Coïncidence?

classic Classic list List threaded Threaded
7 messages Options
Reply | Threaded
Open this post in threaded view
|

Coïncidence?

A. Smulders
Hello all,

I got two files from an external source.
The first one has a selection of records of sexual crimes in a certain group of locations over a period of 3 years There is a field/variable "location" and if that contains any of a certain list of values the record was selected. This file has 507 records, divided over years 1 to 3 in the order 168, 168 and 169. There was no restriction on the number of cases to be selected).

There were however some duplications. When these are removed there remained 498 cases.

The other"(much bigger)  file was based on words used in a free text field. If any of a number of words was used in this field, the record was included. This resulted in 4998 cases. Exactly 4500 more than the "locations file".

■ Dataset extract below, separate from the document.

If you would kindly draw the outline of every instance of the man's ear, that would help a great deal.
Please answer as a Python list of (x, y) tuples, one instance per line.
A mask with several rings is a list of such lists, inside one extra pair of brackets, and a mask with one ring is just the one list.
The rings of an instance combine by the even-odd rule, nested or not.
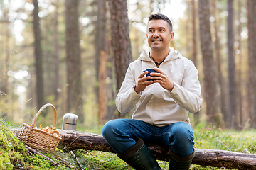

I matched the two files on the registration number with something like:
match files /file location /file words /by registrationnumber.
and construed a variable indicating wether a registrationnumber was present in the location file and /or in the words-file.
This resulted in exactly 200 cases that were only present in the "location file and exactly 4700 records that were only  present in the "words file". 298 cases where present in both files.

Of course I will ask the external source to check his query procedure. Indeed I already did so for the 168, 168, 169, but he states that it is pure coïncidence.

The problem might not be as big as it seems, because the data are only used to make a further selection of cases that are to be studied more in depth. If the selection error is not systematic there is no big problem.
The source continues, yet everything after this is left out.